There are multiple answers to this question. So what brought me there:
We suffer from very slow notifications because of our large configuration. Each notification has a 4-5s delay when Checkmk loads the complete site configuration although it only needs the notification configuration. When there are larger networks hickups it takes hours until all notifications are processed. We were told to wait for 2.5 which should improve notification speed.
Because our regular notification scripts do not support bulk mode I’m trying to write a generic wrapper that creates the necessary environment and calls the regular notification script (checkmk-extensions/generic_bulk_wrapper/src/notifications/generic_bulk_wrapper.py at main · mayrstefan/checkmk-extensions · GitHub). It’s only purpose is to avoid the previously described performance bottleneck. Occasionally I got an OSError 7 exception because tried to create an environment which was too large. It worked in non-bulk mode but it sometimes failed in bulk-mode which showed me that there is a difference
I’m trying to understand: what is specified, what is documented and how do these informations relate to each other (or not). The problem with undocumented behaviour is that you work with assumptions that may be wrong. And sooner or later something will break.

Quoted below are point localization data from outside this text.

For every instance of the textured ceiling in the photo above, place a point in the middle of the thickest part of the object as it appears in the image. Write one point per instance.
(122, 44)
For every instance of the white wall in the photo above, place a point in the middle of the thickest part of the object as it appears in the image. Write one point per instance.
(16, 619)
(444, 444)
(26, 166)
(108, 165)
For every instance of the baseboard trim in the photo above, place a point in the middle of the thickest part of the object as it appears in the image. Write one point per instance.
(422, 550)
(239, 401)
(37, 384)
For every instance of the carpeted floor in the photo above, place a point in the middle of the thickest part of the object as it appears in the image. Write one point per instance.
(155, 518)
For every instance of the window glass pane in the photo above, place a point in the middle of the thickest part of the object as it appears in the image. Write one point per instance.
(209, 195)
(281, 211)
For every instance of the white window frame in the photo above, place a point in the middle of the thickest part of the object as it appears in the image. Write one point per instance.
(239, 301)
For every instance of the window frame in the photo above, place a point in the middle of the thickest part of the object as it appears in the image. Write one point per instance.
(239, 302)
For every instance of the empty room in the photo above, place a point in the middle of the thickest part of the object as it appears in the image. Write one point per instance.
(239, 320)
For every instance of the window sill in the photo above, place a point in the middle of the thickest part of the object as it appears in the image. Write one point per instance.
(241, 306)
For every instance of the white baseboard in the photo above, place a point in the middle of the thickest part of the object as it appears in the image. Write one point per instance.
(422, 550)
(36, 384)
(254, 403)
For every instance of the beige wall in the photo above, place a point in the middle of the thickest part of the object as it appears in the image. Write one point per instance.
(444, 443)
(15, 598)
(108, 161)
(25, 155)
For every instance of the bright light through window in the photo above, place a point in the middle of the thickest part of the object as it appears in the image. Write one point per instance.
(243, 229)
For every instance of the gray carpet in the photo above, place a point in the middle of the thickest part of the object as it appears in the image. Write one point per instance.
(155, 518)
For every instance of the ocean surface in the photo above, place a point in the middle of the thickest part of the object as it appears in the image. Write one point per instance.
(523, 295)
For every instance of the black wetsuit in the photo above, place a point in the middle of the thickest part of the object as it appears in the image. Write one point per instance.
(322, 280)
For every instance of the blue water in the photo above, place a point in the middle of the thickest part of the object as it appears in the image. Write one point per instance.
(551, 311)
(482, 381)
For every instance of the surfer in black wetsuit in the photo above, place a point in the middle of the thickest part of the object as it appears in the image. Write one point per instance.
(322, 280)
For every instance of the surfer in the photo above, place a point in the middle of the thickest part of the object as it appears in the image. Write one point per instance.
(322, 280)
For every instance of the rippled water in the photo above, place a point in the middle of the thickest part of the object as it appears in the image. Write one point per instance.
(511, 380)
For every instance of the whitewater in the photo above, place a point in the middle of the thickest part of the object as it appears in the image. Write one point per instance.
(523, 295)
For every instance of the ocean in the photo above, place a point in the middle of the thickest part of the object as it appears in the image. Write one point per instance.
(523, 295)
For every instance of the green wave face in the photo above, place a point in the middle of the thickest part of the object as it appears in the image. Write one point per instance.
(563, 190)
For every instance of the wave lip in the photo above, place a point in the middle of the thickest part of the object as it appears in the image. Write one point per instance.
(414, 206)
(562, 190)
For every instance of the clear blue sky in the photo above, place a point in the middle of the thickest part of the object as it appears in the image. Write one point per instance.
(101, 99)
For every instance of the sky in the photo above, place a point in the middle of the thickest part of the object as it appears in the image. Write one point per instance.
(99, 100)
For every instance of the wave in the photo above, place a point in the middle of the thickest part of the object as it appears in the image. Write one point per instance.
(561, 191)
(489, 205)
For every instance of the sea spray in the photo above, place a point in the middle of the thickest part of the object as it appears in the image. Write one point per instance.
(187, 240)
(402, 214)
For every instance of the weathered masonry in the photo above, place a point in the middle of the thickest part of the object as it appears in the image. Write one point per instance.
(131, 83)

The slow notification issue is something old we can find for example in Spooled Notifications are to slow (only 1 notif per sec) and maybe Check_MK slow sending notifications was also related to that. Support told us to reduce notifications but I don’t see how to do this: the more configuration objects you have the slower the notification gets. The more things you monitor the higher the probility something will change state. So a growing site means more notifications and they will get slower. We’ll see what we will get with 2.5.
The 150kByte mail or something else?
The plugin with the 150K output was the Checkmk builtin NetScaler SNMP plugin.

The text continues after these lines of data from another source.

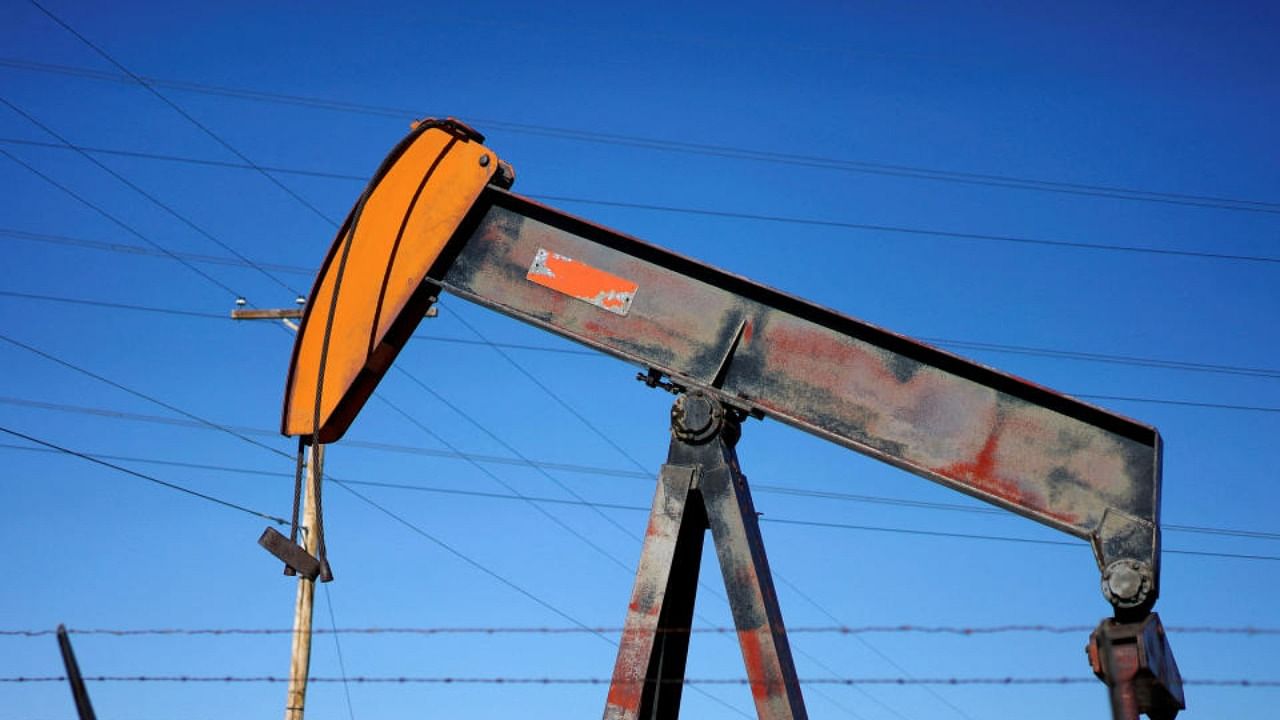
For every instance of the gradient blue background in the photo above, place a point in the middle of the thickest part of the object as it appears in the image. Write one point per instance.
(1166, 96)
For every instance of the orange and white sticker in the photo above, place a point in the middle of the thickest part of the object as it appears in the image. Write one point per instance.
(581, 281)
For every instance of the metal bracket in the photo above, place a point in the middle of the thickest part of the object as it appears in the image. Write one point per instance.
(700, 488)
(1137, 664)
(291, 554)
(1128, 554)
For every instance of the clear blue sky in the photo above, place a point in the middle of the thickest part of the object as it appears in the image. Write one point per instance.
(1166, 98)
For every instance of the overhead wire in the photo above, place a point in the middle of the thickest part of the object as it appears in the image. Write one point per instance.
(359, 495)
(119, 222)
(570, 491)
(474, 458)
(1116, 359)
(900, 629)
(1009, 680)
(945, 342)
(150, 196)
(178, 109)
(713, 150)
(777, 218)
(900, 229)
(640, 466)
(124, 249)
(144, 475)
(757, 218)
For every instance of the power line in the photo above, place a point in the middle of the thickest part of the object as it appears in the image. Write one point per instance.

I don’t know what is planned for 2.5 but in 2.3 & 2.4 , if i had this problem, i tried to switch to “Enable synchronous delivery via SMTP" if possible. The biggest problem at the moment is the spooler. If you have a huge amount of notifications then it does not work, there you are right.
Also in very big environments i try to handle the notifications directly on the distributed notes and don’t use the notification forwarding.
Our notifications are no mails. We forward our notifications as some sort of pseudo XML data with its own protocol to our central event management systemen. So we need our own notification scripts to get it formated right before we can pass it to a cli command to send it the central system.
Also we already use the spoolers on each site to decouple things.